The SkyTeam co-founder’s decision follows in the wake of Chile’s LATAM Airlines Group and Colombia’s Avianca Holdings, the largest and second-largest Latin American airline groups, respectively, both of which also filed in New York’s Southern District Court.
Aeromexico said it intends to use the Chapter 11 process “to strengthen its financial position and implement necessary operational changes to address the impact of the ongoing COVID-19 pandemic and create a sustainable platform for the future.”
“We are committed to taking the necessary measures so that we can operate effectively in this new landscape and be well prepared for a successful future when the COVID-19 pandemic is behind us,” said Andres Conesa, CEO of Aeromexico and its parent company.
In the meantime, Aeromexico’s operations will continue, with plans to double the number of domestic flights and quadruple international service in July from June levels. The carrier slashed capacity by 80% year-over-year in the second quarter, and has previously forecast plans to operate between 30% and 50% of last year’s capacity in the third quarter.
Aeromexico does not expect any changes to employees’ day-to-day job functions, and workers will continue to be paid and receive benefits through the restructuring. Prior to the pandemic, more than 16,000 people were employed across its various units.
The group is in talks to obtain debtor-in-possession financing as part of the restructuring process, and is confident the financing, combined with its available cash, will provide sufficient liquidity to satisfy its obligations going forward.
“We expect to utilize the Chapter 11 process to strengthen our financial position, obtain new financing and increase our liquidity, and create a sustainable platform to succeed in an uncertain global economy,” Conesa said.
Aeromexico had lobbied the Mexican government for support, ranging from extending payment terms of jet fuel and airport services to credit lines from Mexican development banks, but so far no government aid has materialized.
IATA has criticized governments in the region for not aiding the airline sector during the COVID-19 pandemic. An analysis from the group showed just $300 million in airline aid across all of Central and South America as of June 15, compared to $66 billion in North America and $30 billion in Europe.
Aeromexico was Mexico’s second-largest airline by domestic market share in 2019, servicing just under a quarter of total air traffic compared to 31% for Mexico City-based LCC Volaris, according to data from Mexico’s civil aviation regulator. Aeromexico was Mexico’s largest airline by international market share last year, however, carrying just over 15% of international traffic to and from the country.
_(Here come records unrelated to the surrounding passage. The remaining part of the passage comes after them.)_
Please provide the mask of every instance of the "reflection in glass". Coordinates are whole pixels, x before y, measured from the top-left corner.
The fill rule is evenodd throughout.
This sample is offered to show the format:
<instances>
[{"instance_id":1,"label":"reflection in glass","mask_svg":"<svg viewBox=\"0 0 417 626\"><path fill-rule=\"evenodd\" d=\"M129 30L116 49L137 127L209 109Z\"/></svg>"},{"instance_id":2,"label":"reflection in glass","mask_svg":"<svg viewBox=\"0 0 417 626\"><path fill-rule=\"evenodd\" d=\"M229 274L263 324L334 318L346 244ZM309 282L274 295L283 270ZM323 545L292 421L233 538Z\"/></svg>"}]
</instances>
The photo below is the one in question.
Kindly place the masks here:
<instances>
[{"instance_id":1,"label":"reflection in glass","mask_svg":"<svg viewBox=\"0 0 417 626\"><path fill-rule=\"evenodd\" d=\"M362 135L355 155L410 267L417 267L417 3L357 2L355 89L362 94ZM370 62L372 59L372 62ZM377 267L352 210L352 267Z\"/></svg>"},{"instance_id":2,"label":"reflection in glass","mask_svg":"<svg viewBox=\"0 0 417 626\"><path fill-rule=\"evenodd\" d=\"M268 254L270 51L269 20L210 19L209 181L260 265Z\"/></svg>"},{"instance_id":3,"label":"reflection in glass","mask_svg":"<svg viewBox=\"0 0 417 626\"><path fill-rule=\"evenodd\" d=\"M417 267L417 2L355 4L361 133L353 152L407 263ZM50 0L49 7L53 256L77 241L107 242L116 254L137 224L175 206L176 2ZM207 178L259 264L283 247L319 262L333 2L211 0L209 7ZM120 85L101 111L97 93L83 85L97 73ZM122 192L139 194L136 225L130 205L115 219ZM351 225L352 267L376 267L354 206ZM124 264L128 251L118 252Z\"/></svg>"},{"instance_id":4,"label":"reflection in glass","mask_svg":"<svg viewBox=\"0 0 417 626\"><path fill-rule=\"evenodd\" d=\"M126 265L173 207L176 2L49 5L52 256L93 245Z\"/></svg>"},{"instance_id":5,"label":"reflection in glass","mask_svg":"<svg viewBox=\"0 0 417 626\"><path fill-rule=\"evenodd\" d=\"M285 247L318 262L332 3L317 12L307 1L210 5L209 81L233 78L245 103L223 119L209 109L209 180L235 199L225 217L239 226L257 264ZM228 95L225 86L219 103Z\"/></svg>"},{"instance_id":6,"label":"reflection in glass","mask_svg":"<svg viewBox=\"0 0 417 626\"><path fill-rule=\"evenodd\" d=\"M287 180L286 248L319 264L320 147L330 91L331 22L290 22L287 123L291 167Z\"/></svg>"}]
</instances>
The Mexico City-based airline group operates to 88 destinations in Latin America, North America, Europe and Asia with a mainline fleet of 68 Boeing 737s and 787s, and a regional fleet of 52 Embraer E170s and E190s, according to Aviation Week Intelligence Fleet Data. The Aeromexico Contigo unit also operates nine 737-800s on select routes in the U.S. and Mexico.
The company is 51% owned by Delta Air Lines, and is the third Delta partner to restructure following LATAM and Virgin Australia. The two carriers operate a transborder joint venture that allows them to coordinate on dozens of routes between Mexico and the U.S.